Но дядя Ник не удостоил их даже взглядом и грубо перебил:
— Гляди, малыш. Мы ставим экран, который скроет этот центральный вход. Закончив свою речь под аплодисменты собравшихся, взволнованная миссис Фостер-Джонс неуверенно подходит к экрану, исчезает за ним, но затем, очевидно, передумав, выходит из-за него, торопливо пересекает сцену, спускается по ступенькам и идет к двери, ведущей за кулисы, — вот сюда. Но открыть эту дверь ей не удается, потому что там уже ждет полиция. И тут — здрасьте, я ваша тетя!
— Может быть, это и так, — резко сказала Мюриел Диркс, — но если полиция схватит миссис Фостер-Джонс…
— Должен сказать, мистер Оллантон, — торопливо проговорил Фостер-Джонс, — я не совсем уяснил себе…

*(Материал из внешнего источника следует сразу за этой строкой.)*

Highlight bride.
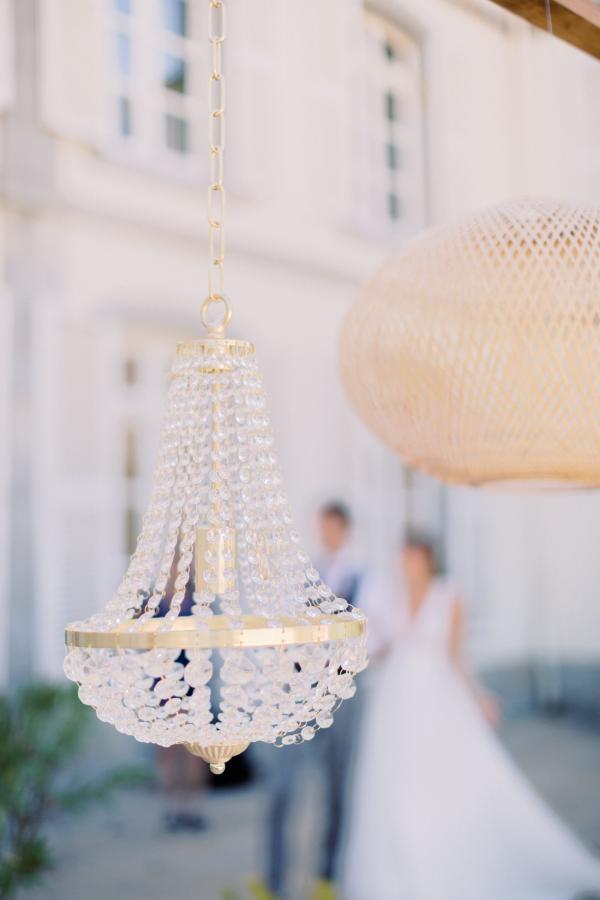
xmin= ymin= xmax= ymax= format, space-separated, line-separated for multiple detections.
xmin=343 ymin=539 xmax=600 ymax=900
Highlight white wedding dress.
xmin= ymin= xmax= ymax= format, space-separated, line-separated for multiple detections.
xmin=342 ymin=581 xmax=600 ymax=900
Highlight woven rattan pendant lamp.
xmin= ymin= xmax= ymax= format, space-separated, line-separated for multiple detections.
xmin=340 ymin=200 xmax=600 ymax=486
xmin=65 ymin=0 xmax=366 ymax=774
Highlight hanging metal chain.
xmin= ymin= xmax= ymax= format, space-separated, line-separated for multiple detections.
xmin=202 ymin=0 xmax=231 ymax=335
xmin=546 ymin=0 xmax=554 ymax=34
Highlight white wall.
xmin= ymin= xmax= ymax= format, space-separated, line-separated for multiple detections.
xmin=0 ymin=0 xmax=600 ymax=678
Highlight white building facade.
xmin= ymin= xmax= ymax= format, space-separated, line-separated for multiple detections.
xmin=0 ymin=0 xmax=600 ymax=700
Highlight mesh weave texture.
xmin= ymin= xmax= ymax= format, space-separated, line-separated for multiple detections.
xmin=341 ymin=200 xmax=600 ymax=485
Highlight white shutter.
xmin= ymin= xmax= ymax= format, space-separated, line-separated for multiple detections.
xmin=32 ymin=302 xmax=122 ymax=678
xmin=0 ymin=289 xmax=12 ymax=686
xmin=0 ymin=0 xmax=15 ymax=113
xmin=38 ymin=0 xmax=108 ymax=145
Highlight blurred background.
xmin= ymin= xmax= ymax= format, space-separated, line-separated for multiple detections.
xmin=0 ymin=0 xmax=600 ymax=900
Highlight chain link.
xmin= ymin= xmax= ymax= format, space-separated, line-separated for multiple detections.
xmin=202 ymin=0 xmax=231 ymax=333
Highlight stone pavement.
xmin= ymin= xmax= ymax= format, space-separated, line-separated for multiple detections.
xmin=19 ymin=718 xmax=600 ymax=900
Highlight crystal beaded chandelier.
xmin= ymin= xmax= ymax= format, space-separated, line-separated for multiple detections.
xmin=65 ymin=0 xmax=367 ymax=774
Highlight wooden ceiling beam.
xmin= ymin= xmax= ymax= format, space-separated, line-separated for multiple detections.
xmin=490 ymin=0 xmax=600 ymax=59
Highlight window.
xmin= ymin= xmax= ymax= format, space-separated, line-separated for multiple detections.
xmin=384 ymin=91 xmax=398 ymax=122
xmin=386 ymin=143 xmax=400 ymax=172
xmin=117 ymin=97 xmax=131 ymax=137
xmin=388 ymin=193 xmax=400 ymax=221
xmin=115 ymin=32 xmax=131 ymax=77
xmin=164 ymin=53 xmax=187 ymax=94
xmin=103 ymin=0 xmax=199 ymax=163
xmin=365 ymin=10 xmax=425 ymax=231
xmin=162 ymin=0 xmax=188 ymax=37
xmin=165 ymin=113 xmax=189 ymax=153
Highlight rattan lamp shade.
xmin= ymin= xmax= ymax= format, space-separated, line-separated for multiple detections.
xmin=341 ymin=200 xmax=600 ymax=485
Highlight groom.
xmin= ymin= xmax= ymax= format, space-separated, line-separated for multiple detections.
xmin=267 ymin=501 xmax=360 ymax=897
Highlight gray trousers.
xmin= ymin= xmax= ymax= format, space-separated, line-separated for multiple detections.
xmin=267 ymin=691 xmax=362 ymax=894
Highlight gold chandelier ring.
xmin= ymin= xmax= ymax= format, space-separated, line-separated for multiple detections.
xmin=65 ymin=615 xmax=367 ymax=650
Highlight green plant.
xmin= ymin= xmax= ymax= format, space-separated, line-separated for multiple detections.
xmin=0 ymin=684 xmax=147 ymax=898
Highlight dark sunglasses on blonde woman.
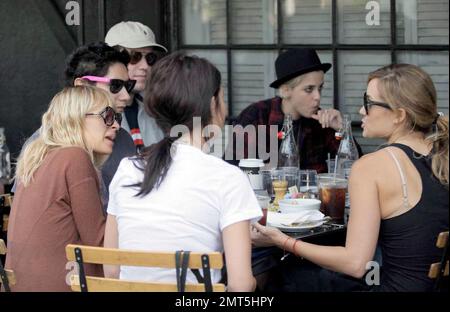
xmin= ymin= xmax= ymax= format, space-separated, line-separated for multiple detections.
xmin=81 ymin=76 xmax=136 ymax=94
xmin=364 ymin=93 xmax=392 ymax=115
xmin=86 ymin=106 xmax=122 ymax=127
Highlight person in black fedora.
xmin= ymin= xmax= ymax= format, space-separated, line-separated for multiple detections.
xmin=228 ymin=48 xmax=361 ymax=173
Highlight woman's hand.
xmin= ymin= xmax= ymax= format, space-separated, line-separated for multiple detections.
xmin=312 ymin=108 xmax=342 ymax=131
xmin=250 ymin=223 xmax=288 ymax=248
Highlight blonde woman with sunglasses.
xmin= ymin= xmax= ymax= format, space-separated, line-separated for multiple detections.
xmin=253 ymin=64 xmax=449 ymax=292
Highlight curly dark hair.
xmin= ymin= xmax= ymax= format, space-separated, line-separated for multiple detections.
xmin=64 ymin=42 xmax=130 ymax=87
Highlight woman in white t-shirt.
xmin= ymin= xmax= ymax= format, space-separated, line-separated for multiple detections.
xmin=105 ymin=53 xmax=262 ymax=291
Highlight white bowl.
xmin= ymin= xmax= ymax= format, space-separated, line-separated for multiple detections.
xmin=278 ymin=198 xmax=321 ymax=213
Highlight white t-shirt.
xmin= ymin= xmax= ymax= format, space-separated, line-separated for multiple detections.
xmin=108 ymin=144 xmax=262 ymax=283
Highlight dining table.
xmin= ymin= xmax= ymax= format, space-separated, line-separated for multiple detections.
xmin=252 ymin=207 xmax=357 ymax=291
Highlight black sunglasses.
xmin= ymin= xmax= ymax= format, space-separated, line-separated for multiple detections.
xmin=86 ymin=106 xmax=122 ymax=127
xmin=81 ymin=76 xmax=136 ymax=94
xmin=364 ymin=92 xmax=392 ymax=115
xmin=130 ymin=51 xmax=158 ymax=66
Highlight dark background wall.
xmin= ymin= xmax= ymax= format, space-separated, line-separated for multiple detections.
xmin=0 ymin=0 xmax=167 ymax=157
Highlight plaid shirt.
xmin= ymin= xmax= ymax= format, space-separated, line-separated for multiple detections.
xmin=229 ymin=97 xmax=348 ymax=173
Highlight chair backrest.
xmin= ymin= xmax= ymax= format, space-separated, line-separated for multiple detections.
xmin=66 ymin=245 xmax=225 ymax=292
xmin=0 ymin=239 xmax=16 ymax=292
xmin=428 ymin=231 xmax=449 ymax=290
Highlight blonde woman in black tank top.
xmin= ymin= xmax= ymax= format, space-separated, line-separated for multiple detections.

— Одну минуту. — Дядя Ник заметил их существование. — За кого вы меня принимаете? На сцену из-за экрана возвращается совсем не миссис Фостер-Джонс. Настоящая миссис Фостер-Джонс, слегка изменив свою внешность, в это время уже выходит на улицу. Наша задача — направить их по ложному пути. И это самый верный способ. Полицию надо занять делом. Показать им яркое пальто или какое-нибудь платье… не совсем обычное… и если вторая женщина, одетая таким же образом, будет чем-то напоминать миссис Фостер-Джонс, они будут твердо уверены, что это она и есть.
— Прекрасный план, — сказал Фостер-Джонс неуверенно. — Прекрасный, умный план. Как вы находите, Мюриел?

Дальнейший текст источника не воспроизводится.